# Vector representations of categories

After thinking a while over the last point in my list of topics in machine learning I was going to think over...

I finally came to the thought that I’d better use some **graphical model**, since there is a great majority of possible algorithms without any warranty of their workability.

So, first thing — probably one can use LDA (Latent Dirichlet allocation, wiki) to find good representation for categories. In this case we should use bag-of-words model, and `categories` will stand for words.

Yes, the model of LDA doesn’t seem to be appropriate, though I’m sure it will give reasonable representations.

Another graphical model I came with, is much simpler (and probably was developed a long time ago, but I don’t know).

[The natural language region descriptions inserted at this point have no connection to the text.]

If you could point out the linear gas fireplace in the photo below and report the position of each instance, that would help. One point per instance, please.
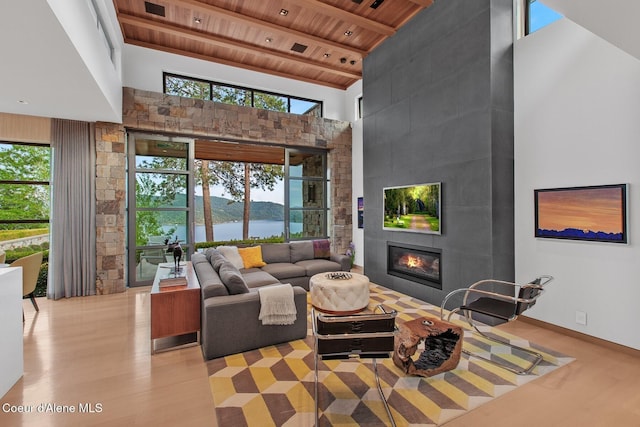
(417, 263)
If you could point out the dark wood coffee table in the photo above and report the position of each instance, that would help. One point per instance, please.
(175, 311)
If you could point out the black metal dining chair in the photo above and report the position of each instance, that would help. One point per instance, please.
(483, 298)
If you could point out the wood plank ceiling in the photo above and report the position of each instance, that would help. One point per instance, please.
(315, 41)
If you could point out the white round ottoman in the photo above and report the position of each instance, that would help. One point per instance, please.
(339, 292)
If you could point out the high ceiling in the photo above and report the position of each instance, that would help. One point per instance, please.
(315, 41)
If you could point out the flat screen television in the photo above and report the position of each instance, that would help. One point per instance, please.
(413, 208)
(594, 213)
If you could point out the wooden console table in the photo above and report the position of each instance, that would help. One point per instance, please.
(175, 310)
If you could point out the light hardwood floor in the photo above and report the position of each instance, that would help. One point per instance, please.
(96, 350)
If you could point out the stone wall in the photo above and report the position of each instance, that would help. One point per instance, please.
(110, 208)
(172, 115)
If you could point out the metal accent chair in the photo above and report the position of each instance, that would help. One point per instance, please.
(480, 298)
(30, 272)
(361, 336)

It’s generative model looks looks this:

- First, a `topic` of event is generated. That’s an n-dimensional vector $t_{event} \in \mathbb{R}^n$ drawn from gaussian distribution.
- For each category, say, `site_id`, each value of site_id has it’s own topic $t_{cat\_value}$ of same dimension $n$. The greater dot product $(t_{cat\_value}, t_{event})$, the higher probability that this value of category will be chosen. I shall stress here, that I’m not thinking over the arbitrary number of categories, I’m currently interested in the case, where the number and types of categories are fixed.
- To be more precise, the probability of each value within category to be drawn for the event with $t_{event}$ vector is proportional to $$p(\text{cat\_value} | \text{event}) \sim p(\text{cat\_value}) \times e^{(t_{cat\_value}, t_{event})} $$ so, to compute final probability one shall use softmax function.

PS. After writing this I understood that usage of decision trees to generate ids of leaves — new ’categories’ + usage of LibFM over these new features was a very interesting and good idea (this idea appeared recently in one of kaggle challenges).